Como será a aplicação das multas e sanções?

O projeto de lei prevê a imposição de multas e sanções administrativas para aqueles que continuarem a atuar como flanelinhas, caso a proposta seja aprovada. Essas medidas punitivas têm como objetivo desestimular a prática e garantir que os espaços públicos sejam utilizados de forma adequada e segura.

Embora os detalhes específicos sobre o valor das multas e o tipo de sanções ainda não tenham sido divulgados, a expectativa é que sejam suficientemente rigorosos para desencorajar a atuação dos flanelinhas.

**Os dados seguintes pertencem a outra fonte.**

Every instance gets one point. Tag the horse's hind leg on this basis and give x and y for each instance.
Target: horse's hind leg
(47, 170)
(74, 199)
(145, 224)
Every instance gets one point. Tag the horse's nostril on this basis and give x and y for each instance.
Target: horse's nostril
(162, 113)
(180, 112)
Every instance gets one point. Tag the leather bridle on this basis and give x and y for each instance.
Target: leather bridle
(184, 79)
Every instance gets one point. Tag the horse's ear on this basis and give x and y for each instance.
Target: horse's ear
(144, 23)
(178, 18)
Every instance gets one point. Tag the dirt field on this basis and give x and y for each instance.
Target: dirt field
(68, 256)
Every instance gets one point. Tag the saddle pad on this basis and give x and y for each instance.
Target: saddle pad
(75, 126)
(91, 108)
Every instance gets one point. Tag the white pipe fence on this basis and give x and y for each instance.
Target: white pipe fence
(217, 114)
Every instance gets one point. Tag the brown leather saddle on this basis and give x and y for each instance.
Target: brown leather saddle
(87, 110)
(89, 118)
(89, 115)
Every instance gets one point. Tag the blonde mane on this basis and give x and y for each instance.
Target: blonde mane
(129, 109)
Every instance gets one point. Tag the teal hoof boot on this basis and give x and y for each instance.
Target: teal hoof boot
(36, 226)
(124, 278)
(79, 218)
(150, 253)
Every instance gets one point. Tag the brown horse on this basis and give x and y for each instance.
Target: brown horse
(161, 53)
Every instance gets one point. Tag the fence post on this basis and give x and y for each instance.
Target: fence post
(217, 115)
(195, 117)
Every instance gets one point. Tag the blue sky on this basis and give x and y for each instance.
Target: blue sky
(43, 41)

A aplicação dessas penalidades caberá aos órgãos responsáveis pela fiscalização do trânsito e da ordem pública.

Flanelinhas podem estar com os dias contados se este projeto virar lei
Flanelinha – Créditos: depositphotos.com / andriano_cz

O que falta para o projeto se tornar lei?

Atualmente, o PL 404/25 tramita em caráter conclusivo na Câmara dos Deputados, o que significa que ele será analisado pelas comissões de Viação e Transportes, e de Constituição, Justiça e Cidadania. Se aprovado nessas comissões, o projeto seguirá para o Senado e, posteriormente, para a sanção presidencial.

O processo legislativo pode ser demorado, mas a proposta já está em discussão e tem gerado debates sobre a necessidade de regulamentar a atuação em vias públicas. Caso o projeto se torne lei, espera-se que traga mudanças significativas na forma como os motoristas interagem com os flanelinhas e na utilização dos espaços públicos.

Qual é o impacto esperado da proibição dos flanelinhas?

A proibição da atuação dos flanelinhas pode ter um impacto positivo na segurança e na organização das vias públicas. Ao eliminar a necessidade de pagar por uma vigilância informal, os motoristas poderão estacionar seus veículos sem medo de represálias ou danos. Além disso, a regulamentação pode abrir espaço para que empresas legalmente autorizadas ofereçam serviços de vigilância, garantindo maior segurança e confiabilidade.

Por outro lado, a medida também levanta questões sobre o destino dos indivíduos que atualmente dependem dessa atividade para sua subsistência. Será necessário considerar políticas de inclusão e alternativas de emprego para esses trabalhadores, a fim de minimizar os impactos sociais da proibição.